If a patient has teeth extracted, it is possible the underlying bone is serrated and uneven. In order for the prosthetic teeth to fit, a patient’s bone may need to be smoothed or reshaped. When a patient has his or her bone smoothed or re-shaped, it is a procedure called alveoloplasty. There are certain times when this procedure is performed at the same time a patient has teeth extracted. An alveoloplasty is done on a patient to prevent “denture sore spots” that may occur because of jagged and sharp edges that are underneath the new prosthetic teeth or dentures. If a patient has already had his or her teeth extracted, and is having discomfort with new dentures, then an alveoplasty can be a suitable treatment to alleviate pain.

What is Removal of Excess Bone?

Before a dental professional can fit patients for dentures or prosthetic teeth, he or she may need to have excess bone removed. The excess bone that will be removed will vary based on each patient. When the excess bone that needs to be removed is minimal, a patient may not need this procedure because the dentures can be fabricated around the excess bone. When the bone that needs to be removed is moderate to large, a patient will more than likely need to have the excess bone removed prior to denture fitting to ensure the dentures fit properly.

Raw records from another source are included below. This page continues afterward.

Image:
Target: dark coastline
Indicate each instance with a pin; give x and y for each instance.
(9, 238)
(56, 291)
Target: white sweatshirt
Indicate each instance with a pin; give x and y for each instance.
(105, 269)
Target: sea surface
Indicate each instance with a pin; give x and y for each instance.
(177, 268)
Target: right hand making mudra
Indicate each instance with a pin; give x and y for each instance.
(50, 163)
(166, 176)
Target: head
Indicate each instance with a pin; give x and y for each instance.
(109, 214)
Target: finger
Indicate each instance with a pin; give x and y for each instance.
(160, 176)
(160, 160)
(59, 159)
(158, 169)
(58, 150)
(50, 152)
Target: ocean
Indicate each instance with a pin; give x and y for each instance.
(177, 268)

If there is extra bone on cheek and lip side of the ridge, then a patient has exostosis. When patients have exostosis, it is highly likely they will have to have the excess bone removed prior to being fitted for prosthetics. In most cases, the extra bone can be removed at the same time the teeth are removed.

When there is excess bone that is present on the inside of the lower ridge, which is next to the tongue, it is known as a lingual torus. If more than one is present, this it is called a tori. Unless the excess bone is minimal, it will probably need to be removed before before prosthetic teeth are fabricated. Removal of excess bone in this area can be difficult to remove properly, which is why this procedure may be performed after teeth have been extracted.

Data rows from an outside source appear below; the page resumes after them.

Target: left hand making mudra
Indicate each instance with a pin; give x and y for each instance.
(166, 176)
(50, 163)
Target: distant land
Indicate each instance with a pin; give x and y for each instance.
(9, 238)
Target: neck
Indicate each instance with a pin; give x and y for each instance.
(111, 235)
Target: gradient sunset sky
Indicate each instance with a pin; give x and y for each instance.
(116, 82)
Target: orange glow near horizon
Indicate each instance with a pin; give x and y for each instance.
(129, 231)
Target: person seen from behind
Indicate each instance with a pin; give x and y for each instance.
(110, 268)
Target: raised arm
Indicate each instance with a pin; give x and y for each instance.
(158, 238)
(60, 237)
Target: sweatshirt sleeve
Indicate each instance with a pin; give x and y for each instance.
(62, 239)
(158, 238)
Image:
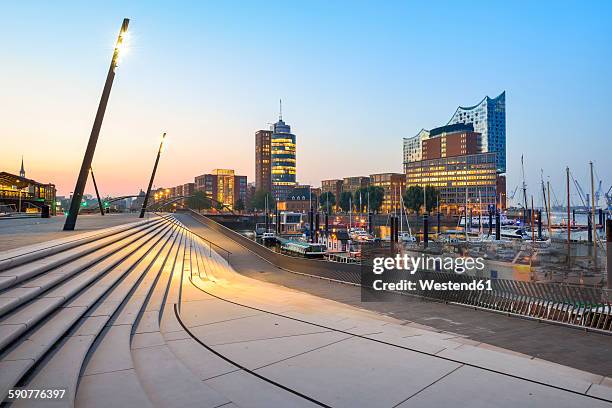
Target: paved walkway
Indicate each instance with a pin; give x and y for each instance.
(570, 347)
(19, 232)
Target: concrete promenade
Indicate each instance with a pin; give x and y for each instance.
(19, 232)
(145, 315)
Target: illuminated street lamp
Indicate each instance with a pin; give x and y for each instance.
(95, 131)
(144, 203)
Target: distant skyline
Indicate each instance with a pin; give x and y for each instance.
(355, 79)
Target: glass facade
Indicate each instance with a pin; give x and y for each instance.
(489, 119)
(452, 176)
(283, 164)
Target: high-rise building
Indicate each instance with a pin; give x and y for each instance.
(413, 147)
(394, 185)
(489, 119)
(283, 160)
(222, 186)
(263, 179)
(332, 186)
(451, 140)
(453, 177)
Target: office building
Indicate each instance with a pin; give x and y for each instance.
(413, 147)
(283, 163)
(394, 185)
(263, 179)
(352, 184)
(223, 187)
(452, 176)
(21, 194)
(451, 140)
(489, 119)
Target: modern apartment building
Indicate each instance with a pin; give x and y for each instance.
(451, 140)
(489, 119)
(453, 177)
(394, 185)
(352, 184)
(413, 147)
(283, 163)
(222, 186)
(263, 160)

If the excess bone is present on the roof of the mouth, it is called a palatal torus. In most cases, the extra bone will only need to be removed if it is large or it extends into the soft palate, which will prevent the dentures from sealing. This procedure is complex, so a patient will probably have it performed after teeth are extracted.

What is Removal of Excess Gum Tissue?

There are times when a patient has pre-existing dentures that do not fit properly, which will cause extra folds of gum, lip, and cheek tissue to develop. This is often seen in patients who have worn dentures for a long period and they no longer fit properly. The extra folds of tissue is referred to as epulis fissuratum or hyperplastic tissue. This tissue will have to be removed before fabrication because it will not enable proper fitting. To allow for proper healing, this procedure is performed several weeks before the dentures will be fabricated.

What is Expected Following the Procedure?

After a pre-prosthetic procedure, a patient may feel minor pain and discomfort when the local anesthesia has worn off. To help with pain, patients will be given pain killers. Patients will also be provided with antibiotics and an antimicrobial mouth-wash to prevent infection. The stitches that are present will dissolve on their own in a few weeks. Patients may also experience slight swelling for the first few days following surgery.